Versican, released from hypertrophic adipocytes under inflammatory conditions, functions as a proteoglycan, rich in chondroitin sulfate. Versican functions by binding to serum amyloid A in high density lipoproteins (HDL). Versican is known to regulate events associated with adipose tissue inflammation, including lipoprotein retention, lipid uptake, and foam cell formation. Furthermore, versican interacts with molecules, such as chemokines, growth factors, proteases, and immune cell receptors, including CD44, p-selectin glycoprotein-1 and toll-like receptor-2 (TLR2), facilitating the formation of intracellular signals (6, 10, 11, 12).

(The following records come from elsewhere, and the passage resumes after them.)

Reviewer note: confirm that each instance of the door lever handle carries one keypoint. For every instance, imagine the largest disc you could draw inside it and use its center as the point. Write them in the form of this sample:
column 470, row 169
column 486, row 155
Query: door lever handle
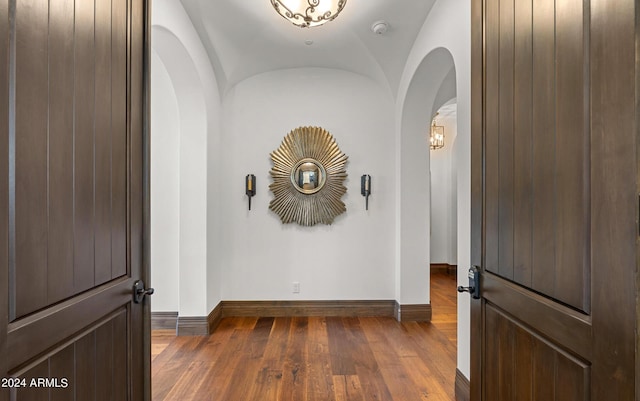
column 139, row 291
column 470, row 290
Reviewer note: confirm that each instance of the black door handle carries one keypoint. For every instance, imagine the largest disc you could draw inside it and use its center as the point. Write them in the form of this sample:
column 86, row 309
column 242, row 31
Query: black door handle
column 139, row 291
column 474, row 283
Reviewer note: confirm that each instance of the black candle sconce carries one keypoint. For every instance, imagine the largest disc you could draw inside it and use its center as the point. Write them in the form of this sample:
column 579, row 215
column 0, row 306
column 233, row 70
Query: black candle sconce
column 365, row 188
column 250, row 187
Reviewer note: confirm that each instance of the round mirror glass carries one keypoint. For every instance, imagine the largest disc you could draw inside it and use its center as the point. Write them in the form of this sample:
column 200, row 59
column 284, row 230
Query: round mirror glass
column 308, row 176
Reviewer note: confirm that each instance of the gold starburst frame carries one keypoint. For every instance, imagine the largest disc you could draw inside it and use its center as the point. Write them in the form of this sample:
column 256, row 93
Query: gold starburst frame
column 308, row 175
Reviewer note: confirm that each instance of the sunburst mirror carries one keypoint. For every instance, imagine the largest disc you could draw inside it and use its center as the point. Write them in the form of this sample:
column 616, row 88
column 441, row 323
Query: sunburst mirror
column 308, row 175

Another proinflammatory molecule, biglycan, is a small proteoglycan rich in leucine and serves as a structural scaffold by interacting with collagen and elastin molecules in the ECM under physiological conditions. In addition, biglycan production increases in adipose tissue during inflammatory states due to the accumulation of macrophages in the tissues. Elevated biglycan molecules bind to TLR2 and TLR4, inducing the secretion of proinflammatory cytokines such as TNF-α and IL-1β, thus playing a role in adipose tissue inflammation (6, 10, 13).

Han et al. (6) investigated the effects of adipose tissue proteoglycans on inflammation and insulin resistance. They examined the molecules versican, released from adipocytes, and biglycan released from macrophages. In their experiments with mice, they observed an increased presence of versican and biglycan molecules in the adipose tissue of obese mice. Through targeted deletion of adipocyte-specific versican, the researchers noted a mitigation of macrophage chemotaxis. This intervention was associated with a reduction in the expression of inflammatory genes, attenuation of hepatic inflammation, augmentation of insulin sensitivity, and improvement in glucose tolerance. These findings suggest that versican exerts a regulatory influence on these processes. Furthermore, deletion of macrophage-specific biglycan led to reduced macrophage accumulation and cytokine/chemokine release. However, while a decrease in liver inflammation and an increase in insulin sensitivity were observed with versican deletion, these effects were not evident in mice with biglycan deletion. This study demonstrated the association of elevated biglycan levels with inflammation, obesity, insulin resistance, and type 2 diabetes in mice (6).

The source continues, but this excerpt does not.